Radiation Hybrid Mapping


Radiation hybrid mapping is a genetic technique that was originally developed for constructing long-range maps of mammalian chromosomes . It is based on a statistical method to determine not only the distances between deoxyribonucleic acid (DNA) markers but also their order on the chromosomes. DNA markers are short, repetitive DNA sequences, most often located in noncoding regions of the genome , that have proven extremely valuable for localizing human disease genes in the genome.

Theory and Application

In radiation hybrid mapping, human chromosomes are separated from one another and broken into several fragments using high doses of X rays. Similar to the underlying principle of mapping genes by linkage analysis based on recombination events, the farther apart two DNA markers are on a chromosome, the more likely a given dose of X rays will break the chromosome between them and thus place the two markers on two different chromosomal fragments.

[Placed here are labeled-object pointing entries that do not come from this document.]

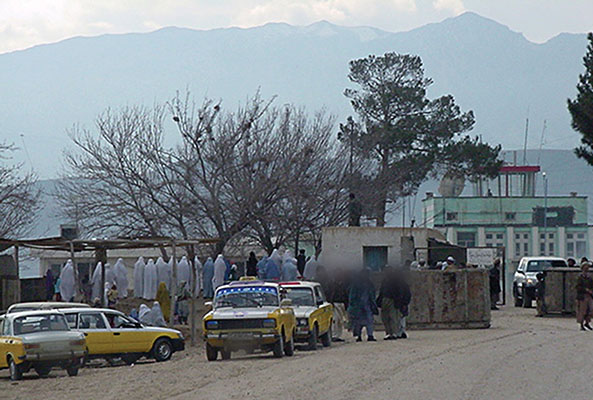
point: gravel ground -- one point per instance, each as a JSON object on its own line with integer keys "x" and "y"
{"x": 520, "y": 357}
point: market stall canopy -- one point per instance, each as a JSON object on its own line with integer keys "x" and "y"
{"x": 59, "y": 243}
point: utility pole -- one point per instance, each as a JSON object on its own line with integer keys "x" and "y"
{"x": 545, "y": 213}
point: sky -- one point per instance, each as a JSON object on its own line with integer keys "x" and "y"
{"x": 25, "y": 23}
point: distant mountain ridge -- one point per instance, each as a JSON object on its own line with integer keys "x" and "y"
{"x": 489, "y": 68}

The order of markers on a chromosome can be determined by estimating the frequency of breakage that, in turn, depends on the distance between the markers. This technique has been used to construct whole-genome radiation hybrid maps.

Technique

A rodent-human somatic cell hybrid ("artificial" cells with both rodent and human genetic material), which contains a single copy of the human chromosome

Radiation hybrid mapping process.

of interest, is X-irradiated. This breaks the chromosome into several pieces, which are subsequently integrated into the rodent chromosomes. In addition, the dosage of radiation is sufficient to kill the somatic cell hybrid or donor cells, which are then rescued by fusing them with nonirradiated rodent recipient cells. The latter, however, lack an important enzyme and are also killed when grown in a specific medium. Therefore, the only cells that can survive the procedure are donor-recipient hybrids that have acquired a rodent gene for the essential enzyme from the irradiated rodent-human cell line (see Figure above).

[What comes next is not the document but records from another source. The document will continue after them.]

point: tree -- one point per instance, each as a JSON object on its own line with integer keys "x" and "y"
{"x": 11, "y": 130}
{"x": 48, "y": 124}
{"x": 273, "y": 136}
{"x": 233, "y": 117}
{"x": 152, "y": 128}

From these donor-recipient hybrids, clones can be isolated and tested for the presence or absence of DNA markers on the human chromosome of interest, and the frequencies with which markers were retained in each clone can be calculated. This process is complicated by the fact that hybrids may contain more than one DNA fragment. For example, two markers retained in one hybrid may result from retention of the two markers on separate fragments or from no break between the markers. However, the frequency of breakage, theta, can be estimated using statistical methods, and a lod score (logarithm of the likelihood ratio for linkage) can be calculated to identify significantly linked marker pairs.